Poorest regions 'will suffer most from tax credit cuts'
The poorest parts of the country will suffer most from the Government's tax credit cuts, according to a new study.
Research by the TUC showed that the biggest impact will be in Northern Ireland, where the average loss to claimants will be £1,480.
The region has the lowest average income per head of anywhere in the country so will be disproportionately hit, said the union organisation.
Average losses in London will be £1,110, around £1,410 in the North East, and a similar amount in Yorkshire and the Humber.
The TUC said more than £4.5 billion will be cut from workers who receive tax credits as a result of the planned cuts.
Officials warned that regional pay inequalities will widen.

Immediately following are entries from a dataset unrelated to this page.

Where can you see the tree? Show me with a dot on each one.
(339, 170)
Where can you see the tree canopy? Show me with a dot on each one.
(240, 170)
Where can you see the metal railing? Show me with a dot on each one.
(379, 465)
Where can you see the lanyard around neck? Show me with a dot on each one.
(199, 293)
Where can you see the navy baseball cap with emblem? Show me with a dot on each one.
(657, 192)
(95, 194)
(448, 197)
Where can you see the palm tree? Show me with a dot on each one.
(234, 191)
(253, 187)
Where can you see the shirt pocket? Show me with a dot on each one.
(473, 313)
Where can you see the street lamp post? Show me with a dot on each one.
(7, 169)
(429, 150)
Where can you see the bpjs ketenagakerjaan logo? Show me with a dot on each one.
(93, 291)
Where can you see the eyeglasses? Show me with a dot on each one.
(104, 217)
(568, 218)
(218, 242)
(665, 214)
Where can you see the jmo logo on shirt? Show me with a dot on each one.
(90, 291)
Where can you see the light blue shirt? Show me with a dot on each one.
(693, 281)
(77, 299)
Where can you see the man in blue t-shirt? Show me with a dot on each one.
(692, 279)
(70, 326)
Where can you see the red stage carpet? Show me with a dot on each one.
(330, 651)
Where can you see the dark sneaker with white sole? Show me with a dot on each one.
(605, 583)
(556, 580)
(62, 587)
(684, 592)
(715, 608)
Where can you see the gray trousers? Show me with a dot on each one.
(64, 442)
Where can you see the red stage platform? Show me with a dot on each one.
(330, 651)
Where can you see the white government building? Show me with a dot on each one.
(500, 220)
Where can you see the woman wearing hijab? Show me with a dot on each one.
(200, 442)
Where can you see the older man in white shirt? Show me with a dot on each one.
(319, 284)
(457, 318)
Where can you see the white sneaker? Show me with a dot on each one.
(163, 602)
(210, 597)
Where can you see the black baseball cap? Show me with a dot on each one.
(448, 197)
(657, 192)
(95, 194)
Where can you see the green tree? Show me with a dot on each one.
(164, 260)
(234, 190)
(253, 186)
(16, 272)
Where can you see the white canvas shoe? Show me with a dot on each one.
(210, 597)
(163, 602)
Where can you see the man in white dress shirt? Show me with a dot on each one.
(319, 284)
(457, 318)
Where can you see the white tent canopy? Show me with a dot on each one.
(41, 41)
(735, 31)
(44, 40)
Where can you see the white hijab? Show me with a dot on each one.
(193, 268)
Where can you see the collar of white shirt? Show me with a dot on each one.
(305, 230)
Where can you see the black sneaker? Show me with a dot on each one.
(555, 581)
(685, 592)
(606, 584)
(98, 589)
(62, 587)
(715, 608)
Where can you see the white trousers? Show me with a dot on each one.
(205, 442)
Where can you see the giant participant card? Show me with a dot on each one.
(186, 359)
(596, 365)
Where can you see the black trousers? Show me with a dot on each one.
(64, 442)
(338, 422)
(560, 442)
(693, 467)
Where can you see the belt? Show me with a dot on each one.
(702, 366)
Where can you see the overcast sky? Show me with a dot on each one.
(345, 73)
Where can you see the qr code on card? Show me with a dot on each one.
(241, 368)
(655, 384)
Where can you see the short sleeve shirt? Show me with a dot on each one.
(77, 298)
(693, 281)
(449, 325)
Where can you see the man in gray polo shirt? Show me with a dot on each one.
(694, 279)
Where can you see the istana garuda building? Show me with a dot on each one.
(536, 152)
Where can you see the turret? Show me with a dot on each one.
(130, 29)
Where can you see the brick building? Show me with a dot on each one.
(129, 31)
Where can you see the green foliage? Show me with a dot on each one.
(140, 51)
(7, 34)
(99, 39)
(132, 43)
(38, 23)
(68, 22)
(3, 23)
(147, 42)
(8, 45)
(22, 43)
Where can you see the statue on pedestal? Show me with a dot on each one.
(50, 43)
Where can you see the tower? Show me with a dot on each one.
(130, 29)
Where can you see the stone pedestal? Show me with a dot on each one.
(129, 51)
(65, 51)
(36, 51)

TUC general secretary Frances O'Grady said: "This research makes clear that as well as making families suffer, the tax credit cuts will make regional inequalities worse. The households who will lose the most are those already in low-income areas.

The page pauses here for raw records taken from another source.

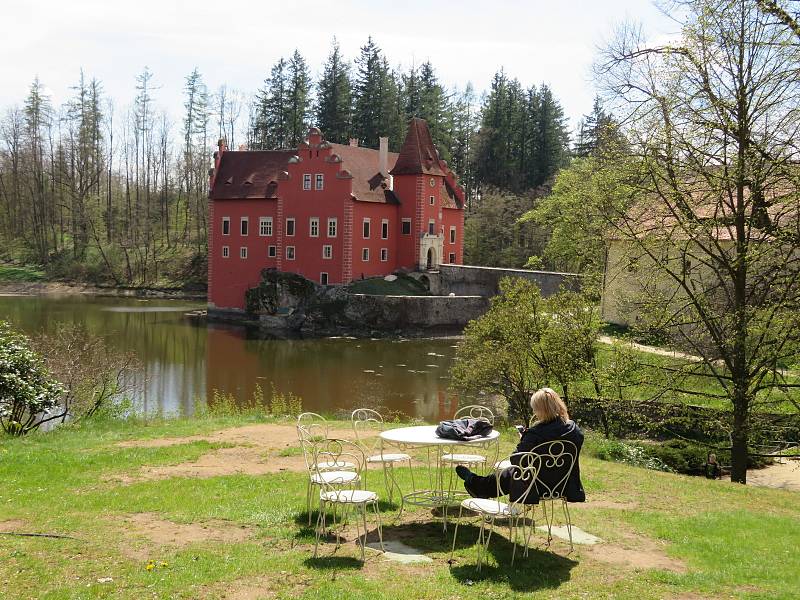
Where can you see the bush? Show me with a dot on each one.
(29, 396)
(630, 454)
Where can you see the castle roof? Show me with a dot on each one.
(418, 154)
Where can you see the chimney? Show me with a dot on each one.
(383, 156)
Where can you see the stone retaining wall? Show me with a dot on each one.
(463, 280)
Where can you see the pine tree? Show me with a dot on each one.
(298, 106)
(334, 96)
(369, 86)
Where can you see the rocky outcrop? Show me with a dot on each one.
(285, 303)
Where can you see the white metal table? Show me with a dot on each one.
(424, 437)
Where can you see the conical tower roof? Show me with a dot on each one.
(418, 154)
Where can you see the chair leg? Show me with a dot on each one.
(569, 523)
(380, 528)
(455, 534)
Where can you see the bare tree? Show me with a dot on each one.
(715, 230)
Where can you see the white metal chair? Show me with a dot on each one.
(364, 420)
(558, 459)
(311, 430)
(332, 493)
(522, 477)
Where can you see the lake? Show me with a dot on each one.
(183, 362)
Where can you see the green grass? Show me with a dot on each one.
(20, 274)
(733, 541)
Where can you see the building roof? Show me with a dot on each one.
(367, 180)
(418, 154)
(249, 174)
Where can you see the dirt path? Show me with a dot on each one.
(255, 450)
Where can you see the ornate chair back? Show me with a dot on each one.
(558, 458)
(475, 411)
(338, 456)
(366, 420)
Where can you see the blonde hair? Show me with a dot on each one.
(548, 405)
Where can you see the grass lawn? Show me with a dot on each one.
(18, 274)
(243, 535)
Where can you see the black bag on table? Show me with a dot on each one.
(464, 429)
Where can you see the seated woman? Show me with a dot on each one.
(552, 424)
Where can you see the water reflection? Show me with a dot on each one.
(183, 363)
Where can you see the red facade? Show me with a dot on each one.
(330, 212)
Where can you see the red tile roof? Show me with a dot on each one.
(249, 174)
(418, 154)
(363, 165)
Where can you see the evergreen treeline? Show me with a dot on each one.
(90, 191)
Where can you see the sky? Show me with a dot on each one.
(235, 42)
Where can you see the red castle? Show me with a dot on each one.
(330, 212)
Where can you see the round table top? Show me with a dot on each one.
(425, 435)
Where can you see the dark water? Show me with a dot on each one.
(182, 363)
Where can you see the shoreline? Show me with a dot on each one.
(61, 288)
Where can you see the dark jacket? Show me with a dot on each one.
(547, 432)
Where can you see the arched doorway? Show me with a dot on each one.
(431, 263)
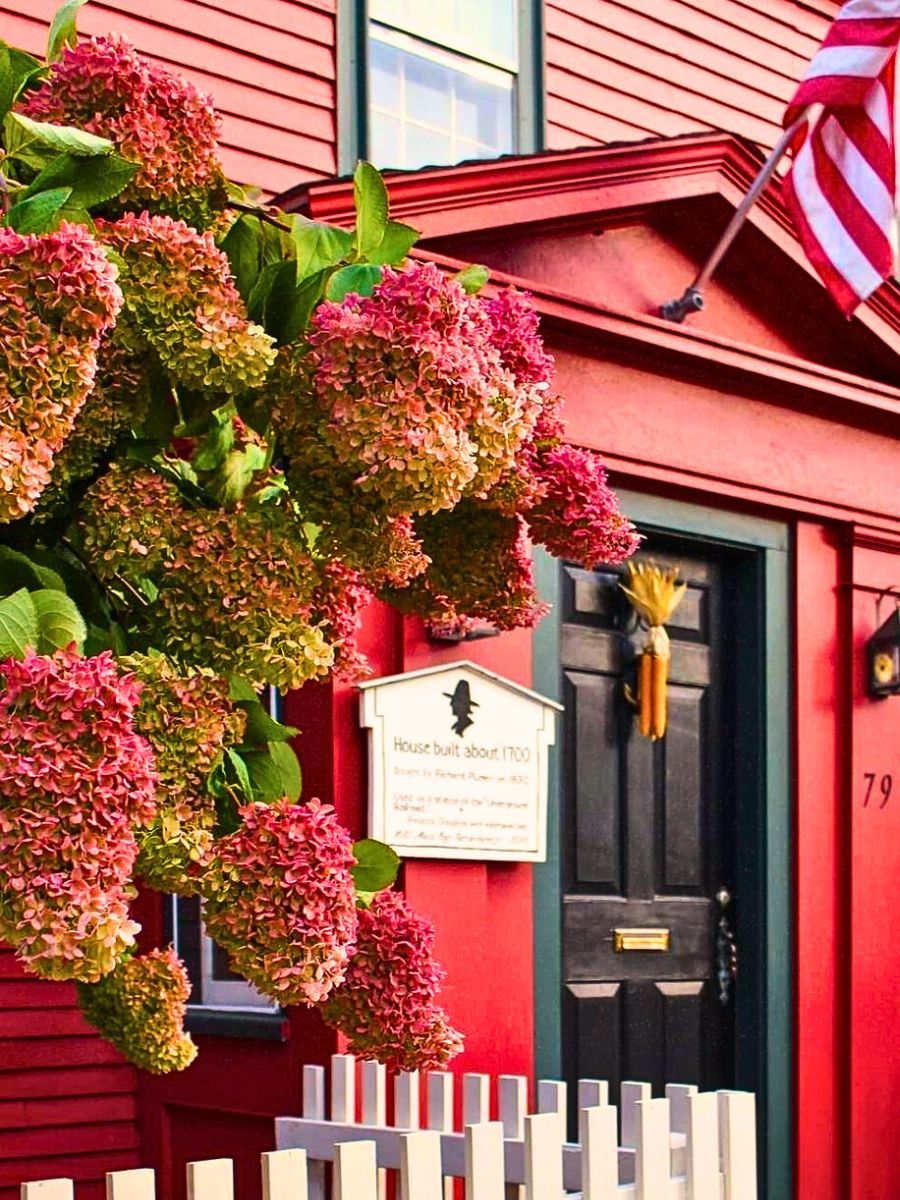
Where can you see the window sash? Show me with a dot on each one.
(353, 18)
(425, 31)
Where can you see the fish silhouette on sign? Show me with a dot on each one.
(461, 706)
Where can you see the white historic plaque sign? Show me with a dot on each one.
(459, 763)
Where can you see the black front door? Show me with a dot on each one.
(648, 833)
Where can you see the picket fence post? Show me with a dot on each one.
(283, 1175)
(685, 1146)
(135, 1185)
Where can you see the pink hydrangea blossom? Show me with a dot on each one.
(235, 589)
(141, 1008)
(58, 297)
(75, 783)
(337, 606)
(180, 301)
(279, 897)
(480, 570)
(409, 393)
(385, 1006)
(155, 118)
(579, 516)
(516, 339)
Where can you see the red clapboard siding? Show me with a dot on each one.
(624, 69)
(76, 1081)
(269, 67)
(88, 1167)
(67, 1099)
(27, 1114)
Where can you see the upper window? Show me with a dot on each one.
(442, 81)
(435, 84)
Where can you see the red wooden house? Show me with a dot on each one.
(603, 144)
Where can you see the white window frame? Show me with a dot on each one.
(474, 69)
(353, 77)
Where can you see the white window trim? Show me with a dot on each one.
(353, 89)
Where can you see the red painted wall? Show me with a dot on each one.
(874, 977)
(67, 1099)
(616, 69)
(619, 70)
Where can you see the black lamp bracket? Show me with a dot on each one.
(893, 591)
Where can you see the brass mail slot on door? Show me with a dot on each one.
(641, 940)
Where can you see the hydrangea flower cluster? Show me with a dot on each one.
(279, 898)
(385, 1005)
(180, 300)
(75, 783)
(235, 589)
(118, 401)
(480, 570)
(516, 337)
(141, 1009)
(409, 393)
(58, 297)
(153, 117)
(579, 516)
(189, 721)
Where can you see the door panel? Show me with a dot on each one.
(647, 832)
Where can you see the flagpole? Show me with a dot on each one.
(693, 299)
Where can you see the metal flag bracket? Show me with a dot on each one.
(693, 298)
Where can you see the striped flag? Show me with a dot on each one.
(841, 187)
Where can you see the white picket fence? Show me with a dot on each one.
(685, 1146)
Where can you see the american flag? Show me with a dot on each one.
(841, 187)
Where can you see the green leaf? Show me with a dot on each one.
(399, 240)
(263, 286)
(371, 199)
(360, 279)
(288, 765)
(376, 868)
(228, 819)
(472, 279)
(262, 727)
(16, 70)
(7, 83)
(233, 478)
(244, 245)
(274, 772)
(18, 624)
(100, 639)
(59, 622)
(219, 441)
(239, 689)
(39, 214)
(241, 772)
(286, 305)
(22, 131)
(63, 29)
(18, 571)
(318, 245)
(299, 307)
(91, 180)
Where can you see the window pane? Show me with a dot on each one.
(425, 148)
(485, 29)
(484, 114)
(429, 91)
(385, 139)
(384, 76)
(430, 107)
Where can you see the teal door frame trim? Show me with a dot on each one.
(765, 1044)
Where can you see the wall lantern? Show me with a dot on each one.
(883, 651)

"Instead of cuts that target the UK's lowest-paid communities, the Government should channel more support towards them.
"The Prime Minister and the Chancellor seem to be the last people in Britain who still think the tax credit cuts are a good idea. They don't seem to understand that people in work deserve a decent income. These cuts should be ditched altogether."
The average losses are calculated for a year from next April when the cuts are due to come into force and range from £1,110 in London, around £1,200 in the South West and South East, around £1,300 in the Midlands, just under £1,400 in Wales, Scotland and the North West to £1,480 in Northern Ireland.